# Bayesian Machine Learning¶

### Preliminaries¶

• Goals
• Introduction to Bayesian (i.e., probabilistic) modeling
• Materials
• Mandatory
• These lecture notes
• Optional
• Bishop pp. 21-24

### Example Problem: Predicting a Coin Toss¶

• Question. We observe a the following sequence of heads (h) and tails (t) when tossing the same coin repeatedly $$D=\{hthhtth\}\,.$$

• What is the probability that heads (h) comes up next?

• Answer later in this lecture.

### The Bayesian Machine Learning Framework¶

• Suppose that your task is to predict a 'new' datum $x$, based on $N$ observations $D=\{x_1,\dotsc,x_N\}$.
• The Bayesian approach for this task involves three stages:
1. Model specification
2. parameter estimation (inference, learning)
3. Prediction (apply the model)
• Next, we discuss these three stages in a bit more detail.

### (1) Model specification¶

Your first task is to propose a model with tuning parameters $\theta$ for generating the data $D$.

• This involves specification of $p(D|\theta)$ and a prior for the parameters $p(\theta)$.
• You choose the distribution $p(D|\theta)$ based on your physical understanding of the data generating process.
• Note that, for independent observations $x_n$, $$p(D|\theta) = \prod_{n=1}^N p(x_n|\theta)$$ so usually you select a model for generating one observation $x_n$ and then use (in-)dependence assumptions to combine these models into a model for $D$.
• You choose the prior $p(\theta)$ to reflect what you know about the parameter values before you see the data $D$.

### (2) Parameter estimation¶

• After model specification, you need to measure/collect a data set $D$. Then, use Bayes rule to find the posterior distribution for the parameters, $$p(\theta|D) = \frac{p(D|\theta) p(\theta)}{p(D)} \propto p(D|\theta) p(\theta)$$
• Note that there's no need for you to design a smart parameter estimation algorithm. The only complexity lies in the computational issues.
• This "recipe" works only if the RHS factors can be evaluated; this is what machine learning is about
$\Rightarrow$ Machine learning is easy, apart from computational details:)

### (3) Prediction¶

• Given the data $D$, our knowledge about the yet unobserved datum $x$ is captured by \begin{align*} p(x|D) &= \int p(x,\theta|D) \,\mathrm{d}\theta\\ &= \int p(x|\theta,D) p(\theta|D) \,\mathrm{d}\theta\\ &= \int p(x|\theta) p(\theta|D) \,\mathrm{d}\theta\\ \end{align*}
• Again, no need to invent a special prediction algorithm. Probability theory takes care of all that. The complexity of prediction is just computational: how to carry out the marginalization over $\theta$.
• In order to execute prediction, you need to have access to the factors $p(x|\theta)$ and $p(\theta|D)$. Where do these factors come from? Are they available?
• What did we learn from $D$? Without access to $D$, we would predict new observations through $$p(x) = \int p(x,\theta) \,\mathrm{d}\theta = \int p(x|\theta) p(\theta) \,\mathrm{d}\theta$$
• NB The application of the learned posterior $p(\theta|D)$ not necessarily has to be prediction. We use it here as an example, but other applications are of course also possible.

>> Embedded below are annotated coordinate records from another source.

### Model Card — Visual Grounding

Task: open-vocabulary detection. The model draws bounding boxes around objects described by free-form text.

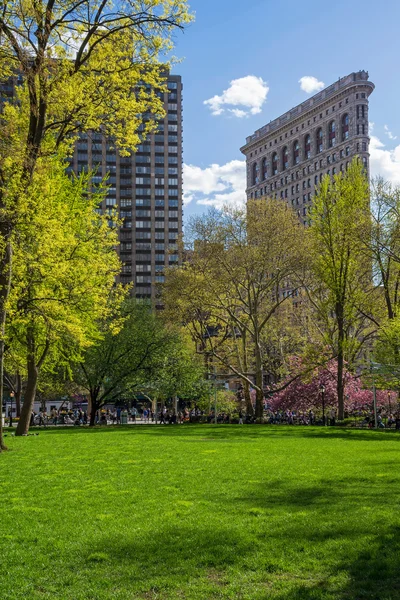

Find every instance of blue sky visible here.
[170,0,400,218]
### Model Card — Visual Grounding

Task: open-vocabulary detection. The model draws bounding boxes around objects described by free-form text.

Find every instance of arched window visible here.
[261,156,267,181]
[342,113,350,142]
[317,127,324,154]
[282,146,289,170]
[293,140,300,165]
[251,162,259,185]
[304,134,311,158]
[272,152,278,175]
[328,121,336,148]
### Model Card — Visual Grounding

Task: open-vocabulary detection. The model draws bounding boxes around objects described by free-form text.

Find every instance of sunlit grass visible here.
[0,426,400,600]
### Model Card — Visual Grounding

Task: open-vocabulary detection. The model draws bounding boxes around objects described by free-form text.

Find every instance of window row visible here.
[251,113,356,185]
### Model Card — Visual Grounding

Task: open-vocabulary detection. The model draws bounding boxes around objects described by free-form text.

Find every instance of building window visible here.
[272,152,278,175]
[357,104,365,119]
[317,127,324,154]
[282,146,289,171]
[293,140,300,165]
[261,156,267,181]
[342,113,350,142]
[328,121,336,148]
[304,134,311,158]
[251,162,259,185]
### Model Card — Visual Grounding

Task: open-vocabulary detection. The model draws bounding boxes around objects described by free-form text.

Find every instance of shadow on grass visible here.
[31,424,400,442]
[273,526,400,600]
[82,525,400,600]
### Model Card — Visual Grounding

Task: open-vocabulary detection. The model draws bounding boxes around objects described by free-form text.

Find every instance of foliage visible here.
[6,157,119,433]
[74,300,182,425]
[196,385,239,415]
[146,338,208,400]
[0,425,400,600]
[269,358,396,413]
[164,199,305,417]
[305,159,376,418]
[0,0,191,451]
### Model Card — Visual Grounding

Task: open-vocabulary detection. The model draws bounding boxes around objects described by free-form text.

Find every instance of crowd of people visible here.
[26,406,400,430]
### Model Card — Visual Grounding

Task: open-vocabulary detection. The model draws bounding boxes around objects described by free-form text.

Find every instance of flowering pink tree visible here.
[268,358,397,413]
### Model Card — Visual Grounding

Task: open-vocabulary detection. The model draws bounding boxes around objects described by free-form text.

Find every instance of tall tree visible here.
[361,178,400,365]
[75,300,174,426]
[305,159,376,419]
[165,199,306,419]
[0,0,191,446]
[5,157,119,435]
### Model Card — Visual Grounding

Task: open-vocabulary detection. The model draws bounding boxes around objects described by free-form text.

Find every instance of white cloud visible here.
[369,135,400,185]
[204,75,269,118]
[299,75,325,94]
[183,160,246,208]
[383,125,397,140]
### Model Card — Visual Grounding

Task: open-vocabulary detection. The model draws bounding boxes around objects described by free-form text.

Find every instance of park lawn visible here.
[0,425,400,600]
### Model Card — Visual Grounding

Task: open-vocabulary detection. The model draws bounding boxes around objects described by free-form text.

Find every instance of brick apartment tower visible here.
[69,75,182,306]
[0,75,182,306]
[241,71,375,225]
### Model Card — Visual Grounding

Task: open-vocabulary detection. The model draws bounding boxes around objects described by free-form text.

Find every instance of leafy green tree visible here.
[303,159,376,419]
[0,0,191,449]
[6,157,119,435]
[147,331,208,410]
[74,300,174,425]
[165,199,306,419]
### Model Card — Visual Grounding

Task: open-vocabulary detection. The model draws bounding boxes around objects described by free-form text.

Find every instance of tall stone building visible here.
[241,71,375,225]
[0,75,182,306]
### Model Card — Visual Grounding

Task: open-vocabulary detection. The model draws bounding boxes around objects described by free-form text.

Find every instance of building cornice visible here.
[240,71,375,154]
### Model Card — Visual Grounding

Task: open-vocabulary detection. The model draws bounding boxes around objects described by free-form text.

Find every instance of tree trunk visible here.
[255,342,264,423]
[15,353,39,435]
[0,241,12,452]
[336,305,345,421]
[15,373,22,417]
[89,398,97,427]
[243,381,254,416]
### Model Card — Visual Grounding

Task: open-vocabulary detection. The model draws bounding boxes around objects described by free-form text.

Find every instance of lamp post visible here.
[8,392,14,427]
[319,383,325,425]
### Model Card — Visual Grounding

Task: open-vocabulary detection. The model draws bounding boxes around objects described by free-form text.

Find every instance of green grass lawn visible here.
[0,425,400,600]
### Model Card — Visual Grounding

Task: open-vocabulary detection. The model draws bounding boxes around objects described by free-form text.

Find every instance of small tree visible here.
[305,159,376,419]
[74,300,177,426]
[6,157,119,435]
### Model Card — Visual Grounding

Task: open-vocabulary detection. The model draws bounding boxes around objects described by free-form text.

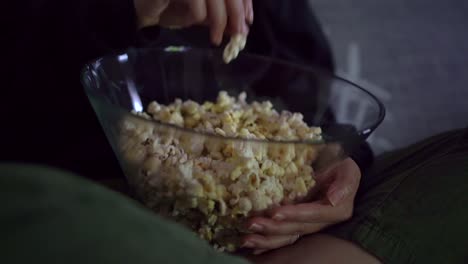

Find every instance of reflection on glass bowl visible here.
[82,48,384,251]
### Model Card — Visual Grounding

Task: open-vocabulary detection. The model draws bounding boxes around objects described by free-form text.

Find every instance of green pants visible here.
[328,129,468,263]
[0,127,468,264]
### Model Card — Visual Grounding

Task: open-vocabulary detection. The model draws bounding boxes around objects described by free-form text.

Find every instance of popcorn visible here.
[223,34,247,64]
[120,91,322,251]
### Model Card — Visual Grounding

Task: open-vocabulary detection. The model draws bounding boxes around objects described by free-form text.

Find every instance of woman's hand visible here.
[243,158,361,254]
[134,0,254,45]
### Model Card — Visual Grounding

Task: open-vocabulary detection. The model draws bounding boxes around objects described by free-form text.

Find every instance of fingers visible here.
[247,217,329,235]
[244,0,254,25]
[187,0,207,24]
[270,201,347,223]
[207,0,227,45]
[242,235,300,251]
[225,0,248,35]
[327,159,361,206]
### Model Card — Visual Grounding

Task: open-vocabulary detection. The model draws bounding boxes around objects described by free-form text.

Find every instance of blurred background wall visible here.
[310,0,468,153]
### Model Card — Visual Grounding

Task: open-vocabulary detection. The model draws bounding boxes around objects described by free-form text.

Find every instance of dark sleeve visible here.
[247,0,334,72]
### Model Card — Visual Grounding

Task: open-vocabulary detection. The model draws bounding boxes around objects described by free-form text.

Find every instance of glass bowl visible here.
[82,47,385,251]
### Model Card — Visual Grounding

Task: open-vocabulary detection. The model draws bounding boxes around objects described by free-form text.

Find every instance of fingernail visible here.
[328,190,346,206]
[273,214,286,221]
[253,249,266,255]
[249,224,263,232]
[241,241,255,248]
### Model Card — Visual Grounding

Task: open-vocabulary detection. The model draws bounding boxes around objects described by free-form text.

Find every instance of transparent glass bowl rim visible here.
[81,46,385,145]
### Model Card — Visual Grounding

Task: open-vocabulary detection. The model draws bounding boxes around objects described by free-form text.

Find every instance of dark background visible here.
[310,0,468,153]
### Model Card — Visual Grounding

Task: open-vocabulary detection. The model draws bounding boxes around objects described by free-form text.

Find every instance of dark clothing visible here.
[4,0,340,178]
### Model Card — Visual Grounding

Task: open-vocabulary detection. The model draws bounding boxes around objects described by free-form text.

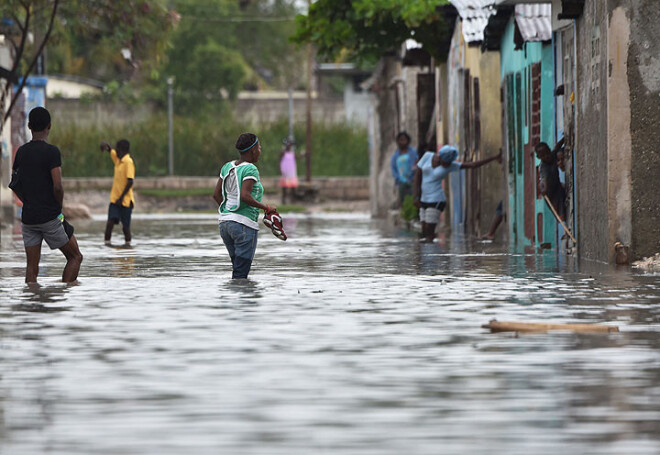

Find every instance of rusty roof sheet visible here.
[515,3,552,41]
[450,0,496,43]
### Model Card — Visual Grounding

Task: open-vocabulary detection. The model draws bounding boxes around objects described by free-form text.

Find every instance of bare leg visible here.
[105,220,115,243]
[424,223,437,242]
[483,213,504,240]
[60,235,82,283]
[25,243,41,283]
[121,224,131,245]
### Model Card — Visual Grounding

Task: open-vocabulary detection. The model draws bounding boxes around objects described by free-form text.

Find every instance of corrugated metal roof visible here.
[515,3,552,41]
[450,0,495,43]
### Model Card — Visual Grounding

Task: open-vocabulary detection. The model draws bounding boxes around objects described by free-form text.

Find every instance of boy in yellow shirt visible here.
[101,139,135,248]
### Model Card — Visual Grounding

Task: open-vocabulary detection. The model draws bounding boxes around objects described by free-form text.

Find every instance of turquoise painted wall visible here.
[500,17,557,248]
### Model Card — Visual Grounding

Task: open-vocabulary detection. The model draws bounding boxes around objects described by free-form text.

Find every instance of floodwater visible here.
[0,214,660,455]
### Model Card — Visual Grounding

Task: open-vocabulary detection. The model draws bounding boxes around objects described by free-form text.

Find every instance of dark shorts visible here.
[108,202,133,227]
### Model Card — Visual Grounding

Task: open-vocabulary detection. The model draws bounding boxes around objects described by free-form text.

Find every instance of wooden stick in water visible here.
[481,319,619,333]
[543,194,577,245]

### Bayesian Model Comparison¶

• There appears to be a remaining problem: How good really were our model assumptions $p(x|\theta)$ and $p(\theta)$?
• Technically, this is a model comparison problem
• [Q.] What if I have more candidate models, say $\mathcal{M} = \{m_1,\ldots,m_K\}$ where each model relates to specific prior $p(\theta|m_k)$ and likelihood $p(D|\theta,m_k)$? Can we evaluate the relative performance of a model against another model from the set?
• [A.]: Start again with model specification. Specify a prior $p(m_k)$ for each of the models and then solve the desired inference problem:
\begin{align*} p(m_k|D) &= \frac{p(D|m_k) p(m_k)}{p(D)} \\ &\propto p(m_k) \cdot p(D|m_k) \\ &= p(m_k)\cdot \int_\theta p(D,\theta|m_k) \,\mathrm{d}\theta\\ &= \underbrace{p(m_k)}_{\substack{\text{model}\\\text{prior}}}\cdot \int_\theta \underbrace{p(D|\theta,m_k)}_{\text{likelihood}} \,\underbrace{p(\theta|m_k)}_{\text{prior}}\, \mathrm{d}\theta\\ \end{align*}

### Bayesian Model Comparison (continued)¶

• You, the engineer, have to choose the factors $p(D|\theta,m_k)$, $p(\theta|m_k)$ and $p(m_k)$. After that, for a given data set $D$, the model posterior $p(m_k|D)$ can be computed.
• If you need to work with one model,select the model with largest posterior $p(m_k|D)$
• Alternatively, if you don't want to choose a model, you can do prediction by Bayesian model averaging to utilitize the predictive power from all models: \begin{align*} p(x|D) &= \sum_k \int p(x,\theta,m_k|D)\,\mathrm{d}\theta \\ &= \sum_k \underbrace{p(m_k|D)}_{\substack{\text{model}\\\text{posterior}}} \cdot \int \underbrace{p(\theta|D)}_{\substack{\text{parameter}\\\text{posterior}}} \, \underbrace{p(x|\theta,m_k)}_{\text{likelihood}} \,\mathrm{d}\theta \end{align*}
• $\Rightarrow$ In a Bayesian framework, model comparison follows the same recipe as parameter estimation; it just works at one higher hierarchical level.
• More on this in part 2 (Tjalkens).

### Machine Learning and the Scientific Method Revisited¶

• Bayesian probability theory provides a unified framework for information processing (and even the Scientific Method).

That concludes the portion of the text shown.